In a demonstration for The Irish Timesthis week, Smart technical operations director Ronan Kelly showed how Thomson has integrated the television platform with a telephony switch so that users can make and manage calls through an on-screen interface.

He also pointed out that Thomson's platform could support mobile telephony and the emerging IMS standard for delivering internet services to mobiles.

"We are taking things to the next level by turning the television into a bidirectional communications portal," said Mr Kelly.

Smart has approximately 2,000 subscribers on its existing IPTV platform. A major limiting factor of this system is that it is based on the Mpeg-2 video standard, which has poor compression capabilities. As a result, it requires seven megabits per second of bandwidth for just a standard television channel.

The new service will deliver Mpeg-4 video, which only requires two megabits per second for each television in the home. As a result, the number of subscribers it can address with the service is much larger.

Despite the debacle last year which saw Smart's residential telephony customers left without service, the company has managed to retain 15,000 residential broadband customers, who can sign up for the new IPTV service from November 1st. It will be marketed to new customers from January next.

In addition to the majority of the Dublin area, the service will be available in Cavan, Portlaoise, Letterkenny, Sligo, Galway, Ennis, Shannon, Limerick, Cork, Waterford, Wexford and Dundalk. This equates to almost 35 per cent coverage of the population.

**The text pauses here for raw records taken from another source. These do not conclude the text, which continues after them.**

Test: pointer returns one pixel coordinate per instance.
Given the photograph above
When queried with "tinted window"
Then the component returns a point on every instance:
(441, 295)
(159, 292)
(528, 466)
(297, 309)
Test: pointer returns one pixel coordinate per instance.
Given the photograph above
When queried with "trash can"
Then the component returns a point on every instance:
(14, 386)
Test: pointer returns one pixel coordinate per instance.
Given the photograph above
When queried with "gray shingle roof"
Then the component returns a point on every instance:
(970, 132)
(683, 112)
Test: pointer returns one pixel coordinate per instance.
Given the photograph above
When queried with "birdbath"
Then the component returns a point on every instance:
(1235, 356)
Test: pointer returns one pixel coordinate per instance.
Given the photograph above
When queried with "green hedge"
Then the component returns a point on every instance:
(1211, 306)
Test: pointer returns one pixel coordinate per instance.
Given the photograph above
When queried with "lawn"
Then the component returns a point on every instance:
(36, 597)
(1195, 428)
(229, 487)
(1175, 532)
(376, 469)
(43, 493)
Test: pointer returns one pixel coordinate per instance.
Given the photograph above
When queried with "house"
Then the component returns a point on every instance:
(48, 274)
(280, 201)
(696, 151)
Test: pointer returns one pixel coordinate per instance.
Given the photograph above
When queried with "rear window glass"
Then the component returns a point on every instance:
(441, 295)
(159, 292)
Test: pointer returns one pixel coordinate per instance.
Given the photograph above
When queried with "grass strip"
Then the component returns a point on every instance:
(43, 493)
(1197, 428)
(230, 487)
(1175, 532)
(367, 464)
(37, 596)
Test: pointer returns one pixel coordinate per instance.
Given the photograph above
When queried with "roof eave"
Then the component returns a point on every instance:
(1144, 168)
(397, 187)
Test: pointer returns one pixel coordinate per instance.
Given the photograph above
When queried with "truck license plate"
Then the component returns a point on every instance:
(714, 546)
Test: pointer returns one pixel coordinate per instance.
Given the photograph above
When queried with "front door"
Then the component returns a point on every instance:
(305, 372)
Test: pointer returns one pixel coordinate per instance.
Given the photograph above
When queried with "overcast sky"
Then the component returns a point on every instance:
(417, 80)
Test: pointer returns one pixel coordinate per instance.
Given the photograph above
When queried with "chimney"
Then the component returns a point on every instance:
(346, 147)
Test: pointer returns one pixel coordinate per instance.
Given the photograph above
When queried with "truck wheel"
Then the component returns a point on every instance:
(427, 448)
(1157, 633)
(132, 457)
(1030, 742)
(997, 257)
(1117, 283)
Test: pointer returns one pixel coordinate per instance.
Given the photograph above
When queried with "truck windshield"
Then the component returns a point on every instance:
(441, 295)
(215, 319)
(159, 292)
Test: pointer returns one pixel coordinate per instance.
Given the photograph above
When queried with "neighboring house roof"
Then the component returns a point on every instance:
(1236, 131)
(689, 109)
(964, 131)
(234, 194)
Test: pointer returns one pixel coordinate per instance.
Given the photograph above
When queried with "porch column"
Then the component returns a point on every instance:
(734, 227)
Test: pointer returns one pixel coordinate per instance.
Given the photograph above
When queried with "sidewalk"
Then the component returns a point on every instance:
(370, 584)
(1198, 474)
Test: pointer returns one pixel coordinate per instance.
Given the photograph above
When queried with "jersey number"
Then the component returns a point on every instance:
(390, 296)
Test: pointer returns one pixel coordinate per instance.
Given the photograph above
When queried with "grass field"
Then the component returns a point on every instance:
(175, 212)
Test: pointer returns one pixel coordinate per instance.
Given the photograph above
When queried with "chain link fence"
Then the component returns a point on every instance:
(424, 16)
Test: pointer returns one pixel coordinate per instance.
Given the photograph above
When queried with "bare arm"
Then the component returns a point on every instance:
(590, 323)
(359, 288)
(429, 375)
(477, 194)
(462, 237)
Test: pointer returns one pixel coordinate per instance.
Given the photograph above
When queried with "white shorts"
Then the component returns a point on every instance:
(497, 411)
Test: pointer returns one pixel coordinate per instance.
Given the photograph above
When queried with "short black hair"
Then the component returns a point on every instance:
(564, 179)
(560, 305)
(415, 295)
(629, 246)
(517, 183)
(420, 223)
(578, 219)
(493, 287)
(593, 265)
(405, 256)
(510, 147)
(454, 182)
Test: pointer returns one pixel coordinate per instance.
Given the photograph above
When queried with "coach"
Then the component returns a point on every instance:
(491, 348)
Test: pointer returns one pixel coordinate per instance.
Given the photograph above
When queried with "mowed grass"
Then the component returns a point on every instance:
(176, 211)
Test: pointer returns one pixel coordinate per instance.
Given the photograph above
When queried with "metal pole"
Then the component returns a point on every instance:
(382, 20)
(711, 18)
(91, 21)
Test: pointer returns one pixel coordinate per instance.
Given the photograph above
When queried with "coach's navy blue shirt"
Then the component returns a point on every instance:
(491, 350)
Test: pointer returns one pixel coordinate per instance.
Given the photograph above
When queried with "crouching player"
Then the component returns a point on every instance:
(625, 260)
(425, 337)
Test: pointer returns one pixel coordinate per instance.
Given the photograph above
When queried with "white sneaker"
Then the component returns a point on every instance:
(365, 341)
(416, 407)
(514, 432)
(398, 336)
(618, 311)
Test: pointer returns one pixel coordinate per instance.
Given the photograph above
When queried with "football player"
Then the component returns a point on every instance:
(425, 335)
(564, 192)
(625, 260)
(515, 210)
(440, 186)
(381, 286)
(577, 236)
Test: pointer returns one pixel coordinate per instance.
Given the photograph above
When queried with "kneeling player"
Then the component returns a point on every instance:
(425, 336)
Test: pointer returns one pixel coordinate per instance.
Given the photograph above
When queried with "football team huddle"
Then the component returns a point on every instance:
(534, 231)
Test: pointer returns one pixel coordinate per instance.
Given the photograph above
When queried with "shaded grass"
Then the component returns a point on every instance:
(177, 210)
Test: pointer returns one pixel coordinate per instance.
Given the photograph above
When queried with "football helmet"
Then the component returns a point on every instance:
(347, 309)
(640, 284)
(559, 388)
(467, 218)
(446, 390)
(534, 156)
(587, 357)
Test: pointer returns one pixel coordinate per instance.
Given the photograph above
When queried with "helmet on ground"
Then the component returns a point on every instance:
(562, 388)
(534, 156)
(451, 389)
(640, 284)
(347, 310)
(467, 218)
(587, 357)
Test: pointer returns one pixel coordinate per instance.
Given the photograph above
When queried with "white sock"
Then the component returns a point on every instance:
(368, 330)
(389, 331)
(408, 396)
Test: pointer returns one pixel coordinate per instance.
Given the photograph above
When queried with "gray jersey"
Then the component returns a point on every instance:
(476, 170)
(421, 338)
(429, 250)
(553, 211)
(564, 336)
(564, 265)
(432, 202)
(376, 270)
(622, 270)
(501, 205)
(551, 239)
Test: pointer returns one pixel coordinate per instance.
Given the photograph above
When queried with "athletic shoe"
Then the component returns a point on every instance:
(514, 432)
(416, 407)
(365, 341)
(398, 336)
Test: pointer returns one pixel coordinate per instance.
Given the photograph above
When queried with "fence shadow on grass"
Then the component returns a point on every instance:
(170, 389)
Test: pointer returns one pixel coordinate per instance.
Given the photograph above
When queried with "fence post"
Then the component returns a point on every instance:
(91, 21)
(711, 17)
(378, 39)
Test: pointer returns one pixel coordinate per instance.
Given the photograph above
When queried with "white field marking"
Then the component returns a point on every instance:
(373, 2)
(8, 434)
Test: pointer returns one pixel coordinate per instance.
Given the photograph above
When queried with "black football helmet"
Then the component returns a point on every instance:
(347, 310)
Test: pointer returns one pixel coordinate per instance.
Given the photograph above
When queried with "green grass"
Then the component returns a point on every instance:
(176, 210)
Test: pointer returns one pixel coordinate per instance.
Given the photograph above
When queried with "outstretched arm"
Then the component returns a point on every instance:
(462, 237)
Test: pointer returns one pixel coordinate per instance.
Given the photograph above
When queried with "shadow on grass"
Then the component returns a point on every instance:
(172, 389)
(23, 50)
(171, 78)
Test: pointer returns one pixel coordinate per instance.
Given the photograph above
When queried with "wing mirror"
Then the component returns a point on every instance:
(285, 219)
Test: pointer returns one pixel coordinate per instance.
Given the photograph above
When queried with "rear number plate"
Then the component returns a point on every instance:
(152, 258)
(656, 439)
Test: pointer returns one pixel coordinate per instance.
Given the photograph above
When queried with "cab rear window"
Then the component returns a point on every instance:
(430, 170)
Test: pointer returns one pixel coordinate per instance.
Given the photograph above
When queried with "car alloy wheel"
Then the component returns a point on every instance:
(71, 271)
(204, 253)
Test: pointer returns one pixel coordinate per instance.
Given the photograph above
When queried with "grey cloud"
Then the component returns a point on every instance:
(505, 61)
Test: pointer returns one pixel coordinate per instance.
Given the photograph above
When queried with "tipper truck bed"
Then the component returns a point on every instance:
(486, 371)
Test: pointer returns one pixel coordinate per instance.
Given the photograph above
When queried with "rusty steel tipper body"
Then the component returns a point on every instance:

Two set-top boxes will be available, with the more advanced version featuring a personal video recorder with an 80 gigabyte hard drive. The service will initially have limited high-definition (HD) content, but Mr Kelly said the plan was to launch a full HD service next year.

Smart chief operations officer Pio Murtagh said the firm was a different entity since it had been refinanced by a group led by Kingspan's Brendan Murtagh.

"Our dependence on third parties has been greatly reduced and the focus going forward will be on using our own network to reach customers," he said.

Smart is one of the biggest customers of the Government's Metropolitan Area Networks (MANs), which operate in 27 towns around the State.

Mr Murtagh said relations with Eircom were "very civil".